12.2 No Training on Customer Data

Aperture will not use DPA Data to train, fine-tune, or improve general-purpose AI or machine learning models. This restriction extends to Aperture's Subprocessors, who are contractually prohibited from retaining, using, or training on DPA Data, except as strictly necessary for the provision of cloud hosting and infrastructure services.

12.3 Good-Faith Amendment

In the event that new AI-specific legislation or regulatory guidance materially affects the processing activities contemplated by this DPA, either party may request amendments to this DPA to ensure continued compliance. The parties will negotiate such amendments in good faith and without undue delay.
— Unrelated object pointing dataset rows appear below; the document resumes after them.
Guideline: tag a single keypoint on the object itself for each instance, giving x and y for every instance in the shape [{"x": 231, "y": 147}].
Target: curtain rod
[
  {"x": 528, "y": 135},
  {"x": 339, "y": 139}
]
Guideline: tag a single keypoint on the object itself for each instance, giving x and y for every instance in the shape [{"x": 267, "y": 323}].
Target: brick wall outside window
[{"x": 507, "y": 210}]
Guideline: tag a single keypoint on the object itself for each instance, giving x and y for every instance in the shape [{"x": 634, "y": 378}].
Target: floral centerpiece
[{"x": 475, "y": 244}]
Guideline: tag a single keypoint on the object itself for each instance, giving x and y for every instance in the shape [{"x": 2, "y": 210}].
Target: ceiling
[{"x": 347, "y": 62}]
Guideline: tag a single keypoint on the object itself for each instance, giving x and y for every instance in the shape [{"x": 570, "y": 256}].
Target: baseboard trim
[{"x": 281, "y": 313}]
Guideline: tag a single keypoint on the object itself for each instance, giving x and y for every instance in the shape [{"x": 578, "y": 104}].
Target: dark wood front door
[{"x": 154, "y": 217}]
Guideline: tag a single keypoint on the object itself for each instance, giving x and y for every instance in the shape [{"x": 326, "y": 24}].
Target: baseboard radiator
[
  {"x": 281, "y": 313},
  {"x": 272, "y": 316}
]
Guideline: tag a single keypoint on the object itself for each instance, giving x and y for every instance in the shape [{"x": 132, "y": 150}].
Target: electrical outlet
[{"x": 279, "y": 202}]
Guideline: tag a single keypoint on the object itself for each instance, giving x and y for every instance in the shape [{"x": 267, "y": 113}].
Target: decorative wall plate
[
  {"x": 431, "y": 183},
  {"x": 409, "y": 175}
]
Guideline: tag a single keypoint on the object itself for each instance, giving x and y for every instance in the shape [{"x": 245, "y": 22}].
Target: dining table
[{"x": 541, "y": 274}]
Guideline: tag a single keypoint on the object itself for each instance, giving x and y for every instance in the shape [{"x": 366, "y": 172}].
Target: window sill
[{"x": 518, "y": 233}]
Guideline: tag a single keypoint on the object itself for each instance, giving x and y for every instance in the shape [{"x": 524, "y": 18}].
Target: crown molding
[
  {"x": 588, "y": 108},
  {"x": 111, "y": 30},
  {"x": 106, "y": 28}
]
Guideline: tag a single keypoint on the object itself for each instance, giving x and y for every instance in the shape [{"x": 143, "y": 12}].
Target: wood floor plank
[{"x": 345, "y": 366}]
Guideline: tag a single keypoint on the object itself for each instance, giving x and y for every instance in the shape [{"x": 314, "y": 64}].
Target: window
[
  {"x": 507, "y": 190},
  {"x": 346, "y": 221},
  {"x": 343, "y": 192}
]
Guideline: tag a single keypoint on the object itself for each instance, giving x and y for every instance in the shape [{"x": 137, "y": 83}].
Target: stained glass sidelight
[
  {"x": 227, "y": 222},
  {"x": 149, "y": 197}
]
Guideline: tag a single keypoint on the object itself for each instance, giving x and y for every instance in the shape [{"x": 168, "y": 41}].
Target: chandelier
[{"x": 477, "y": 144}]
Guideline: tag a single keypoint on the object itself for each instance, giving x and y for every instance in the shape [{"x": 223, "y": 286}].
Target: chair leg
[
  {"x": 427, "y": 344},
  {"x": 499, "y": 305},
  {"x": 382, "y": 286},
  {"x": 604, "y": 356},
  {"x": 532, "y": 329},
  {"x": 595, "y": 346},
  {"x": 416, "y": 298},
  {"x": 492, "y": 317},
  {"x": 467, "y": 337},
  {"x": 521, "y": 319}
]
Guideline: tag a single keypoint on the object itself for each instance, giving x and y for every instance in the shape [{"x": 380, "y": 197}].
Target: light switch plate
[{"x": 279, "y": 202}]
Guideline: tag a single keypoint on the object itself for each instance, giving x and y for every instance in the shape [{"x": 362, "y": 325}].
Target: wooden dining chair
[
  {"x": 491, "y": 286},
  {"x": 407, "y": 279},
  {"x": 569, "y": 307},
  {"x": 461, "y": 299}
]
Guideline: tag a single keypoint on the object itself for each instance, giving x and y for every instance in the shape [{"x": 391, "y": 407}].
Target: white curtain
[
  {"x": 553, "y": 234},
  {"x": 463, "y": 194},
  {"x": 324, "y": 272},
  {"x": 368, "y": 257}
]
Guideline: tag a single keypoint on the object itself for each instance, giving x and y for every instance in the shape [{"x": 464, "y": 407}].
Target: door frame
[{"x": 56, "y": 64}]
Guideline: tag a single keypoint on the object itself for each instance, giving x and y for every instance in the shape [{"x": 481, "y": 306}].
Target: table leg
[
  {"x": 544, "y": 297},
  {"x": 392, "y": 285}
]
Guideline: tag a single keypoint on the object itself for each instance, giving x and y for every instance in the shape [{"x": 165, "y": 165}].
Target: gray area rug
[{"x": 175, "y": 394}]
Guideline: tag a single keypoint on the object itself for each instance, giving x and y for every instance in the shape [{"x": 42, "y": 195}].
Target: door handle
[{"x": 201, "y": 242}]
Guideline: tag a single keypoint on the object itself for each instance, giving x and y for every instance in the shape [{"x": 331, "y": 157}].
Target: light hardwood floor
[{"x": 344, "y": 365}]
13. Data Return and Deletion

13.1 Data Export

Upon termination or expiration of the Agreement, Aperture will make DPA Data available for Customer to export for a period of thirty (30) days following the effective date of termination or expiration. Aperture will provide commercially reasonable assistance with data export upon Customer's request.

13.2 Deletion

Following the thirty (30) day export period described in Section 13.1, Aperture will delete all DPA Data in its possession and in the possession of its Subprocessors, including all existing copies, unless applicable law requires retention of such data. Where retention is legally required, Aperture will isolate the retained DPA Data from further processing and will delete it when the retention obligation expires.

13.3 Certification

Upon Customer's written request, Aperture will provide written certification confirming that it has complied with the deletion obligations set forth in this Section 13.

14. Term

This DPA takes effect on the effective date of the Agreement and remains in effect for the duration of the Agreement. Notwithstanding the foregoing, this DPA will survive termination or expiration of the Agreement until Aperture ceases all processing of DPA Data on behalf of Customer, including completion of the data return and deletion obligations set forth in Section 13.

15. Order of Precedence

In the event of a conflict between the provisions of this DPA and the Agreement (including any Order Form) with respect to the processing of Personal Data, the provisions of this DPA will prevail. In the event of a conflict between this DPA and the Standard Contractual Clauses, the Standard Contractual Clauses will prevail.